Given the above HMM  with 2 states (Germany=0, Switzerland=1) and a magically known joint probability $Pr(Z_{t-1}, X_{1:t-1})=(0.05, 0.02)$.
This denotes the probability for the two states **and** all observations until time $t-1$. (Notice that this does not have to sum to 1!)

Calculate the updated probability for $Z_t=$ Germany (0) **and** that the newly observed emission is Bread (0) or Fondue (2). 

- Group 1: $P(Z_t=0, X_t=0) = $ ? 
- Group 2: $P(Z_t=0, X_t=2) = $ ?

In [None]:
import numpy as np

alpha = np.array([0.05, 0.02]) # initial probability   

alpha = ...     # state transition
print('after state transition: ', alpha)

x = ...                          # define observation at time t
LH=E[ ... ]                      # get all emission that result in state x
print('emission vector:        ', LH)

alpha = ...                # take into account observations
print('new probability         ', alpha) 
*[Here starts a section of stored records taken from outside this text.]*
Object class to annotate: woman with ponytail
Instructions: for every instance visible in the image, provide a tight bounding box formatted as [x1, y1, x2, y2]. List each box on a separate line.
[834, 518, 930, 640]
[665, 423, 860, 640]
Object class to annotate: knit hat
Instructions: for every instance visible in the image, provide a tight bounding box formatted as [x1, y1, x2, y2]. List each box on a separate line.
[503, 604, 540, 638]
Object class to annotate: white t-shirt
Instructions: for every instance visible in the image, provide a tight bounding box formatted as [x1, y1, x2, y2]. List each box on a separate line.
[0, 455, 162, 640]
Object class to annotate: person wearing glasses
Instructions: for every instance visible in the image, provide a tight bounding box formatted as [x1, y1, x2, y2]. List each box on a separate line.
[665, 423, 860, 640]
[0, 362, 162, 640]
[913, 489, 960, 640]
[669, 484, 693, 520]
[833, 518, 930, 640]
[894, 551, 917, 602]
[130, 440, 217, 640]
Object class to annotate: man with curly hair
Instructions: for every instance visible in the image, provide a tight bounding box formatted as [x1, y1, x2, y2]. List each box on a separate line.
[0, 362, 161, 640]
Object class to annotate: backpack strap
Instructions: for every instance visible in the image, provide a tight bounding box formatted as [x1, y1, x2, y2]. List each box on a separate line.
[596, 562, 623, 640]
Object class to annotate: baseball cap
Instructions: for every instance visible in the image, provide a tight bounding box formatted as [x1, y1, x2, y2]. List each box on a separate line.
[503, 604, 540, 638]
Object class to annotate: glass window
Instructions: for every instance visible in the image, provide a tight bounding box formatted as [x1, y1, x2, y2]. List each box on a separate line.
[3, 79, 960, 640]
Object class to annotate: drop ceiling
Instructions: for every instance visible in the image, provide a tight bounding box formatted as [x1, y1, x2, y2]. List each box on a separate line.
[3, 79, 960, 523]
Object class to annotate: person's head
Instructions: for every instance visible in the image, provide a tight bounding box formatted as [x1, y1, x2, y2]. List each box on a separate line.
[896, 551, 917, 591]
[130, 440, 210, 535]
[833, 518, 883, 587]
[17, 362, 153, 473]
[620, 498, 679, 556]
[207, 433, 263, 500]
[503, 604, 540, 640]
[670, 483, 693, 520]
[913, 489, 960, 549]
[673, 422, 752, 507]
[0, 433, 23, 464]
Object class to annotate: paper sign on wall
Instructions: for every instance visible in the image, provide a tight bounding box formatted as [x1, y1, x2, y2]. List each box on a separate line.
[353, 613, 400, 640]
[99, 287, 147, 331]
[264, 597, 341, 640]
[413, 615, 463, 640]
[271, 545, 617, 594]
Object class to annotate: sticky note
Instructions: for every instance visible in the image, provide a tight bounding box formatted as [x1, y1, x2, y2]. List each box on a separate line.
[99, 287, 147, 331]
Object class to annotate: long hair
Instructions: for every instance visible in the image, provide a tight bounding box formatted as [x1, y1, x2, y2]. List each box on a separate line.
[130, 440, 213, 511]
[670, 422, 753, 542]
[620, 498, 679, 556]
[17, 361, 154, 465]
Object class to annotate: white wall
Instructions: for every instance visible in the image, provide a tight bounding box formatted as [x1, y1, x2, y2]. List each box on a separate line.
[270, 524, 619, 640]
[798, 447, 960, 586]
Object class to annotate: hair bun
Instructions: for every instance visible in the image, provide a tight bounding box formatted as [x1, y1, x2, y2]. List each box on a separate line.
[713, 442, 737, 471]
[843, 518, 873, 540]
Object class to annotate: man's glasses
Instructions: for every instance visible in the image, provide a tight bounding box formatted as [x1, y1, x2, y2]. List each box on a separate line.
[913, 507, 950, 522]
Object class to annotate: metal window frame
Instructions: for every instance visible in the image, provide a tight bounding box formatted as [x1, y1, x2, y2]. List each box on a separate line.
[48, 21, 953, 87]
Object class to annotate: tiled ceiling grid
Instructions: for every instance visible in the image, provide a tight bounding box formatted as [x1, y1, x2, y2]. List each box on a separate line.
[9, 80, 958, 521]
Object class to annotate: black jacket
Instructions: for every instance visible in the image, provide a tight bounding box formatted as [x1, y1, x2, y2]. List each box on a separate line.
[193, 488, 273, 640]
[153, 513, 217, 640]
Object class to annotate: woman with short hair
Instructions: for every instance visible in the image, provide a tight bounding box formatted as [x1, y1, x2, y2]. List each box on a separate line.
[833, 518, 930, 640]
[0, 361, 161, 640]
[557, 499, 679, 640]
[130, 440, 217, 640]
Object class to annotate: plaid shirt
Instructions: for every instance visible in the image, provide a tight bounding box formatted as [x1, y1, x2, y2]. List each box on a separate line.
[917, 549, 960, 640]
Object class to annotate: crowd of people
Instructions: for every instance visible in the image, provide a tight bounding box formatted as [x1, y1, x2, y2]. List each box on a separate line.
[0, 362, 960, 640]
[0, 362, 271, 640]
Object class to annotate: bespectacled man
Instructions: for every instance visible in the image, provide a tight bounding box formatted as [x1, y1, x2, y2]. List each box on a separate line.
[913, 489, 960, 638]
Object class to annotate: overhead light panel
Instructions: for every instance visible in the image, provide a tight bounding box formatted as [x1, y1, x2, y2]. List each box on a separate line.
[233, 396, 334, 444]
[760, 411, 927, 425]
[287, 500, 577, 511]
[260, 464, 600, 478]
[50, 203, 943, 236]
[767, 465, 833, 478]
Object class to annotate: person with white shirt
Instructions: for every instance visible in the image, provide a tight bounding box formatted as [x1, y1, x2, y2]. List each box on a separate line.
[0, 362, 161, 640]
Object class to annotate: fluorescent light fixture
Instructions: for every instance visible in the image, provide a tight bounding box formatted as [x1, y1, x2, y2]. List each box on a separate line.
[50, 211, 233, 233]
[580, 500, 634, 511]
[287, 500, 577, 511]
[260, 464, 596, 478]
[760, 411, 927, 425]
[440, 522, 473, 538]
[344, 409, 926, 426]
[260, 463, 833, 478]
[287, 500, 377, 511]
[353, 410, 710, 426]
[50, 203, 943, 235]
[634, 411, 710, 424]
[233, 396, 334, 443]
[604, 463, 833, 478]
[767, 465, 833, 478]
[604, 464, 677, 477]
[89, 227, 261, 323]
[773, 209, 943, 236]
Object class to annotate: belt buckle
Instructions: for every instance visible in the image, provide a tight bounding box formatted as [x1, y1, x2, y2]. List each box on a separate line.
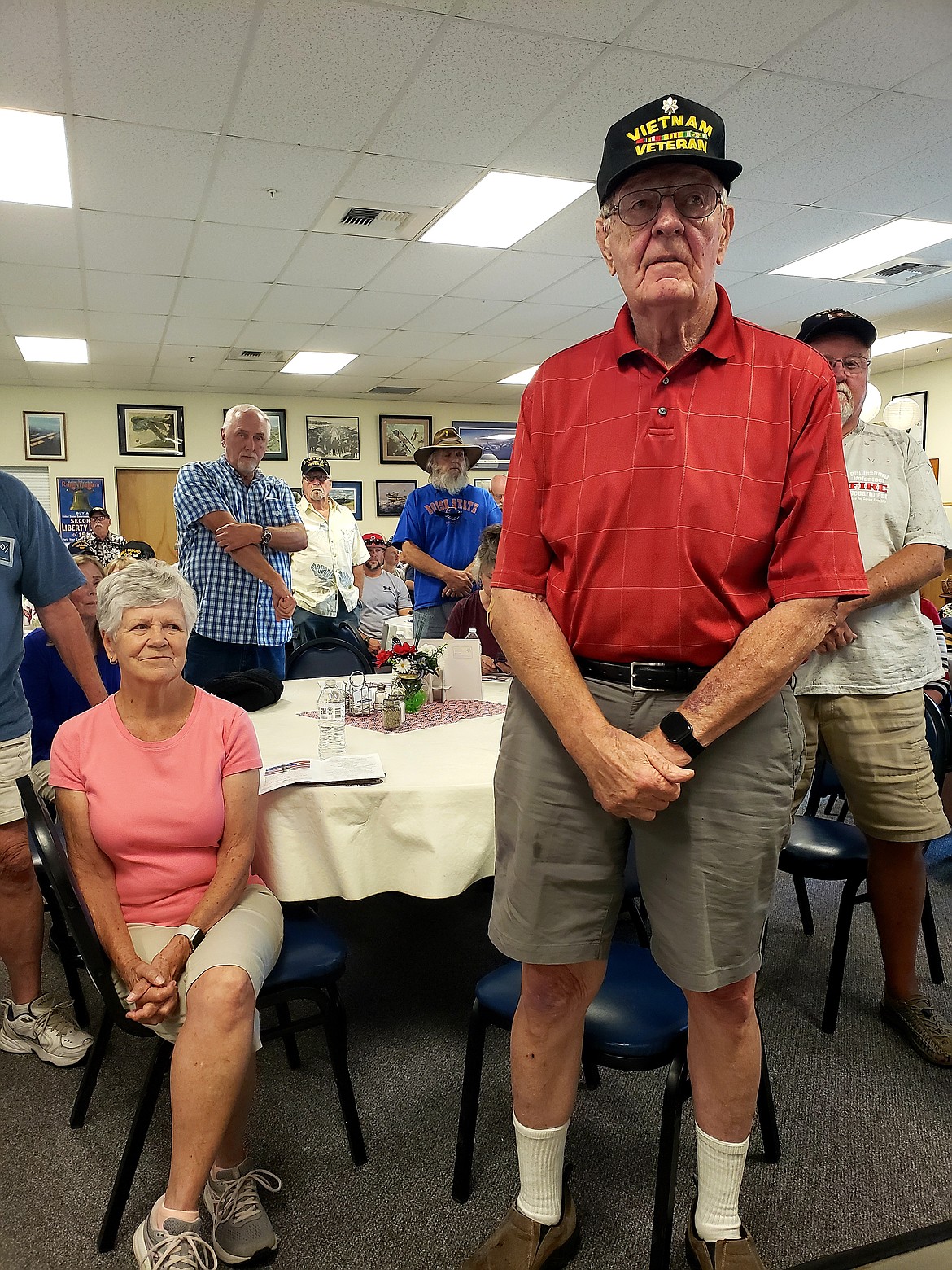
[628, 662, 665, 692]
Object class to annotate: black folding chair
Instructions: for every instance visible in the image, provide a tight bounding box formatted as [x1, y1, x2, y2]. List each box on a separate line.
[16, 776, 367, 1252]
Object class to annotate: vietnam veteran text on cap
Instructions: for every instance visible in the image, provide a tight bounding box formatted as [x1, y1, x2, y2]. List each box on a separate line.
[598, 93, 743, 204]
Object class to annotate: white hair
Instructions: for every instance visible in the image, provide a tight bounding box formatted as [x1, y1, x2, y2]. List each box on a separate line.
[97, 560, 198, 639]
[221, 403, 272, 437]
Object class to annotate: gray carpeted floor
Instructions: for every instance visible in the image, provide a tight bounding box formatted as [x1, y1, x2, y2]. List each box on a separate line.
[0, 842, 952, 1270]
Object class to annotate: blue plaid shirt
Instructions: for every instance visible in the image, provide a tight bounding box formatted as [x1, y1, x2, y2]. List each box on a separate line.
[174, 454, 301, 645]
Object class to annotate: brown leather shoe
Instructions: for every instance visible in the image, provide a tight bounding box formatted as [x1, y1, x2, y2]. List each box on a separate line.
[684, 1200, 766, 1270]
[460, 1184, 579, 1270]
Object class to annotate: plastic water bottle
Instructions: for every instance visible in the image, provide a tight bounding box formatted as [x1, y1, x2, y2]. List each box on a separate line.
[317, 682, 344, 758]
# for calculation of conditional probability
alpha /= np.sum(alpha)         # normalized posterior
print('posterior norm:', alpha)

**More remarks:**
- We assumed that all parameters of the HMM are known: $\Theta=(P,E,\pi)$


- *Monitoring:* The above derivation could also have been done for the conditional probability: $Pr(Z_t=i|X_{t})$. The only difference is that new observations are incorporated using Bayes theorem
$$
Pr(Z_{t+1}=i, X_{1:t+1}) = Pr(X_{t+1}|Z_{t+1}=i) Pr(Z_{t+1}=i, X_{1:t})
$$
$$
Pr(Z_{t+1}=i | X_{1:t+1}) \propto Pr(X_{t+1}|Z_{t+1}=i) Pr(Z_{t+1}=i | X_{1:t})
$$ \\
Here $P(Z_{t+1}=i|X_{1:t})$ will still have to be normalized at each time $t$ such that $\sum_k P(Z_{t+1}=k|X_{1:t}) = 1$



**Follow up task (5 min)**

Rather than calculating the joint probabilities, adjust the above cell to calculate the more interesting conditional probablities:

- Group 1: $P(Z_t=0 | X_t=0) = $ ? 
- Group 2: $P(Z_t=0 | X_t=2) = $ ?

Assume that the conditional probability at time $(t-1)$ is $Pr(Z_{t-1}=i| X_{1:t-1})=(0.75, 0.25)$. (This has to sum to 1).

Hint: Apart from the the obvious change for the initial alpha, this needs only one additional line of code.

Calculating $P(Z_t=i| X_{1:t}$ for all $t$ amounts to simple (forward) loop over all times; it is linear in $t$.